Me requirió entre sonrisas: –Sin pena, dime.

Aún dudé durante varios segundos:

–Bueno… Te lo voy a confiar: más bien de algunos negocitos por ahí… Sobrevivo a ras de la tierra… Pero no les pido nada a ellos.

Mientras el aguacero se iba pasando hacia la llovizna, supe, aparte de otras reseñas secundarias, que ese nombre sin dudas raro, Magalí, se lo habían creado sus padres, quienes gustaban de las palabras agudas y acentuaron la i de Magali, y que a ella también le gustaba ir al cabaré.

Cuando sólo caía una brizna que apenas mojaba, le propuse irnos.

Dejo que me hables y me acompañes porque, ya te lo dije, siento una premonición. Murmuró más bien, ya en camino. Aunque se lo pedí, no me aclaró más.

Al otro lado del Parque podríamos esperar la guagua que cruzaba cerca de su casa. Pero en aquella parada se veía una cola gruesa y larga. Mejor vamos a pie, decidió ella.

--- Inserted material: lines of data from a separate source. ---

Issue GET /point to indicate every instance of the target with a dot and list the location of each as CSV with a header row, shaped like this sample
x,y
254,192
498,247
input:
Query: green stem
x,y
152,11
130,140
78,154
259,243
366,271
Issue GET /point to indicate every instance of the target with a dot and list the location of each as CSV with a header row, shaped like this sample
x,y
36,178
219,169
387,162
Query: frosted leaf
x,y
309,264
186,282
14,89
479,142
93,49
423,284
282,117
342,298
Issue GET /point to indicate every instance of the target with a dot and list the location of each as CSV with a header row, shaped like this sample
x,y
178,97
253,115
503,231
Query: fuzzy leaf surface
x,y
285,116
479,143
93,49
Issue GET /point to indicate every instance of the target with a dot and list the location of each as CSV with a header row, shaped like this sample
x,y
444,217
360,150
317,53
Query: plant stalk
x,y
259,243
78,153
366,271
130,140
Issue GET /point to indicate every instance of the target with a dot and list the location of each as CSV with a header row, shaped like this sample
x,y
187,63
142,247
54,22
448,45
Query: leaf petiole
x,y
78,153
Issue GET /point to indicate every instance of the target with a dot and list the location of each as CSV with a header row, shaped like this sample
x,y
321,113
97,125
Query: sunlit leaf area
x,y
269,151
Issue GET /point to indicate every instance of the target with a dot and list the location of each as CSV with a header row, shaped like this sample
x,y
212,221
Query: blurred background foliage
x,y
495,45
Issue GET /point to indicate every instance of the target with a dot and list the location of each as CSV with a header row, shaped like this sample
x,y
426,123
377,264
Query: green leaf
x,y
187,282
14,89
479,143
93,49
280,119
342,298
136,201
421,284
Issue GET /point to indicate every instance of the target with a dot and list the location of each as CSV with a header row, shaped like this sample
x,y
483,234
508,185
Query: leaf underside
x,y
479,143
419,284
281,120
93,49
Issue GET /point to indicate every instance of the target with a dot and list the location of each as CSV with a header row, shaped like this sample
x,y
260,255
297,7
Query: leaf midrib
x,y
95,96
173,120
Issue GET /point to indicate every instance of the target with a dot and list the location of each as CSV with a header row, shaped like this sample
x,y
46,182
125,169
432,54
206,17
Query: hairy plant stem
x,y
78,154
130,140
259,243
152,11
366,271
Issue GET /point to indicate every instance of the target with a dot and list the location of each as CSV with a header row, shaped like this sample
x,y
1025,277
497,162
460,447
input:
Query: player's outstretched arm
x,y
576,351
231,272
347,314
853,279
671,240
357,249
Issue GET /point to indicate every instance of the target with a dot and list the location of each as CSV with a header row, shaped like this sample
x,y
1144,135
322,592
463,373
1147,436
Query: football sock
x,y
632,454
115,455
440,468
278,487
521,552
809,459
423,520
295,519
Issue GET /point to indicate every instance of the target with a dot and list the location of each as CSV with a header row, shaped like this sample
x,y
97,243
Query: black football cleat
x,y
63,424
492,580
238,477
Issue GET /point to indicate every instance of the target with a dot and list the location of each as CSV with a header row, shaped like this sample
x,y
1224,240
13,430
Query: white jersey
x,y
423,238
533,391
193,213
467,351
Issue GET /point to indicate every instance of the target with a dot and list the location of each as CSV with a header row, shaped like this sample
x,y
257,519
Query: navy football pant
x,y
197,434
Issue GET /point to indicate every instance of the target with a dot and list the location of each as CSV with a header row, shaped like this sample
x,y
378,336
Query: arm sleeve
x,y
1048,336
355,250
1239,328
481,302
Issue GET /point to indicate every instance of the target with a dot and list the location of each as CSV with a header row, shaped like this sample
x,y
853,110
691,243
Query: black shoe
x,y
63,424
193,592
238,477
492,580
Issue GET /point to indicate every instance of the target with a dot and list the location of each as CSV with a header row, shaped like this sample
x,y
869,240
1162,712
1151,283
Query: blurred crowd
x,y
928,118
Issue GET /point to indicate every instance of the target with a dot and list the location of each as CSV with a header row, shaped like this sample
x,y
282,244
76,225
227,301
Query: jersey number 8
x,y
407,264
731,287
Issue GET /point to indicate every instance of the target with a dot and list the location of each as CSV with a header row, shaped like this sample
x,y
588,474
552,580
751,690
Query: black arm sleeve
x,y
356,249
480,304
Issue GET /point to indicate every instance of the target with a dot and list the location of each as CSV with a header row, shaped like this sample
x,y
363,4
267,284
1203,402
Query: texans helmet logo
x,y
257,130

Cortando por calles internas, su casa estaría como a veinte cuadras, en la carretera Central, junto a una gasolinera –había detallado–, no tan lejos de la salida de la ciudad en dirección al oriente. Se quejó de que le había sido imposible conseguir un carro de alquiler al terminar su trabajo en la emisora ni había allí algún “compañero” con automóvil que pudiera llevarla. Como todo, los carros de alquiler están cada día más escasos, dije. Entonces me preguntó si yo estaba integrado y no entendí. Me aclaró: integrado a la Revolución, al socialismo, al nuevo proceso social existente en el país. Yo titubeé unos instantes antes de responder: No, creo que no, dije al fin y volví los ojos a otra parte para no sentir su mirada, que, en ese momento, mostró aun más expectación que antes. Nos habíamos detenido en una esquina esperando por el cambio de luz del semáforo. Movió la cabeza, ligeramente, de un lado a otro. Bajó la vista.